Friday, November 1, 2024

Yahoo embraces OpenID as login standard

The Yahoo ID used by its members to login to services like Flickr and Yahoo Mail will soon be usable to authenticate to sites supporting the OpenID standard.

A Yahoo ID will provide a single sign-in to OpenID. By the end of January, that Yahoo ID should be sufficient for the portal’s 248 million global members to sign in to the 9,000 sites using the OpenID 2.0 digital standard.

But the reverse path, signing into Yahoo with an existing OpenID, of which about 120 million exist, appears to be closed according to TechCrunch:

“This is just the first step in working with OpenID,” Yahoo Director of Membership and Registration Raj Patel said to me on a phone interview yesterday. But he would not confirm when (or if) Yahoo would also allow become what is called a “relying party” (allowing users with third party OpenIDs to log in to Yahoo). He did say that the goal was to move in that direction, but gave no further guidance.
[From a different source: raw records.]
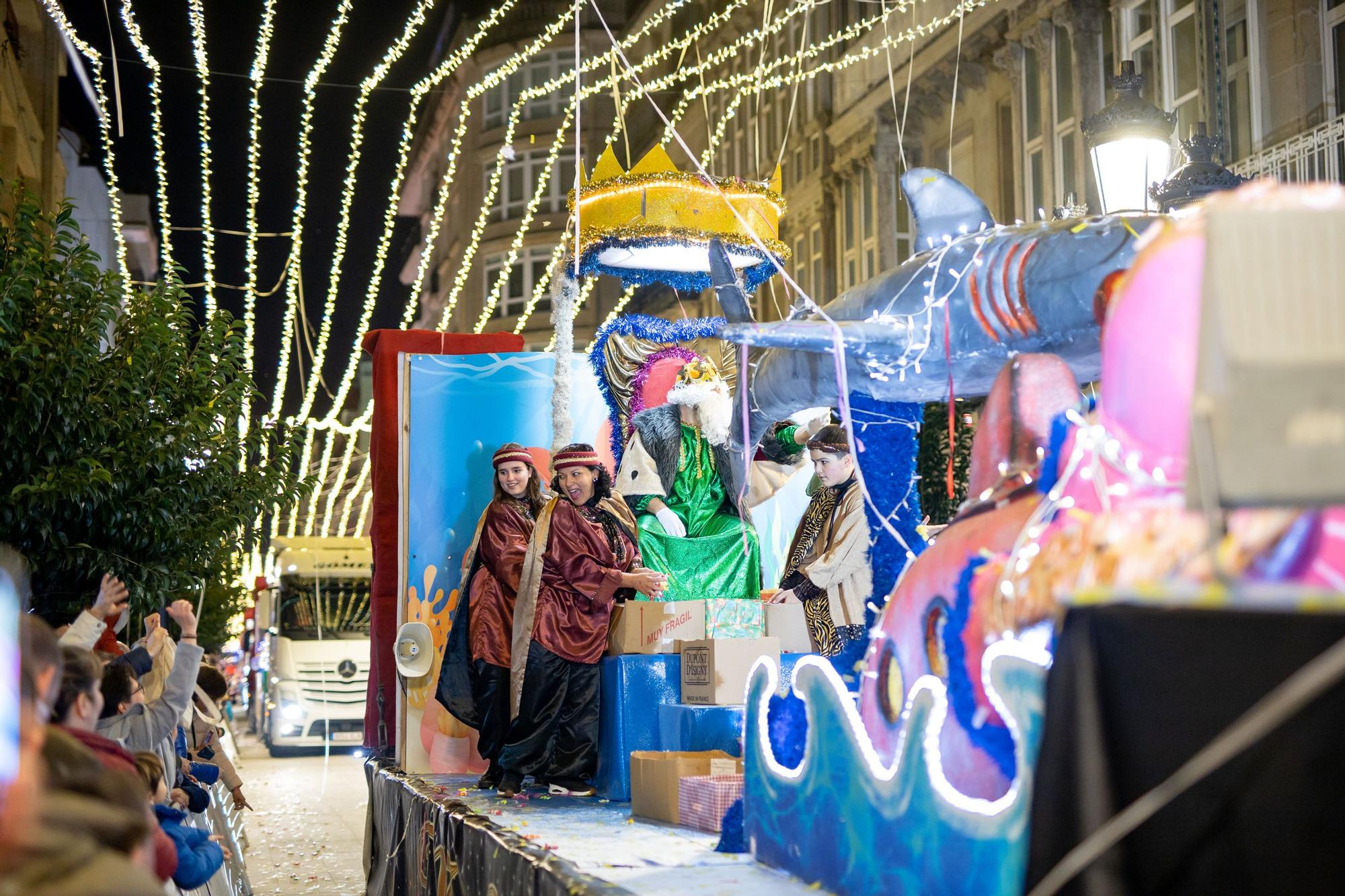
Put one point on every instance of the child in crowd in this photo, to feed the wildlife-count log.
(200, 853)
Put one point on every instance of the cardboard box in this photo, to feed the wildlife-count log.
(716, 671)
(654, 626)
(734, 618)
(656, 778)
(704, 799)
(786, 622)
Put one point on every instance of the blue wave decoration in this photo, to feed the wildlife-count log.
(853, 825)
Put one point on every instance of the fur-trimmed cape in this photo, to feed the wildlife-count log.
(650, 462)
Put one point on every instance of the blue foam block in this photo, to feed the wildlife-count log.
(685, 727)
(636, 690)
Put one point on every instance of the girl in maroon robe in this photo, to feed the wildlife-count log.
(474, 682)
(582, 560)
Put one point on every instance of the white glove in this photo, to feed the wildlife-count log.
(672, 522)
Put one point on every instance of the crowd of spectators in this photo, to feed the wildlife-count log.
(119, 747)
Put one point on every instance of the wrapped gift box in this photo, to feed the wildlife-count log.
(734, 618)
(704, 799)
(656, 779)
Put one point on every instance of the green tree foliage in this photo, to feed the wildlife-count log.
(933, 463)
(122, 447)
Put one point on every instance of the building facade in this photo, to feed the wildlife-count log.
(997, 99)
(32, 64)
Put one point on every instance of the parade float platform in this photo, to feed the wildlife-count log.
(436, 834)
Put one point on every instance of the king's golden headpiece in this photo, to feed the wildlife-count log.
(653, 224)
(699, 372)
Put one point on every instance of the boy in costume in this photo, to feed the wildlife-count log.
(828, 567)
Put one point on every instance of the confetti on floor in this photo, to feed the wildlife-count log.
(650, 858)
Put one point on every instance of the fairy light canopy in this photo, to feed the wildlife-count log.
(654, 224)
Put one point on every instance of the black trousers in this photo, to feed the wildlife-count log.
(556, 728)
(490, 692)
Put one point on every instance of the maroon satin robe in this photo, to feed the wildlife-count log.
(501, 551)
(580, 577)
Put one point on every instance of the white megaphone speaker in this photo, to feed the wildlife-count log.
(415, 650)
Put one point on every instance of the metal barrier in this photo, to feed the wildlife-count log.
(224, 819)
(1312, 155)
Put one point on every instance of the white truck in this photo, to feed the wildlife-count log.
(313, 647)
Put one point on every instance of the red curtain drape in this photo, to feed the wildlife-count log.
(385, 345)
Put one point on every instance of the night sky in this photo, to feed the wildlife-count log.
(232, 29)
Plaxo’s Joseph Smarr said Yahoo’s move “paves the way for a secure approach to data portability between the various services people use across the web.” Plaxo, along with Microsoft, Sun, and AOL, supports the OpenID approach.

We appreciate the utility of federating a single sign-in across network resources. But we have concerns about the tradeoff of ease of use for convenience, always a tricky balance to find. One poorly made OpenID password discovered by a  malicious person could lead to all kinds of havoc being created for the real person behind the OpenID.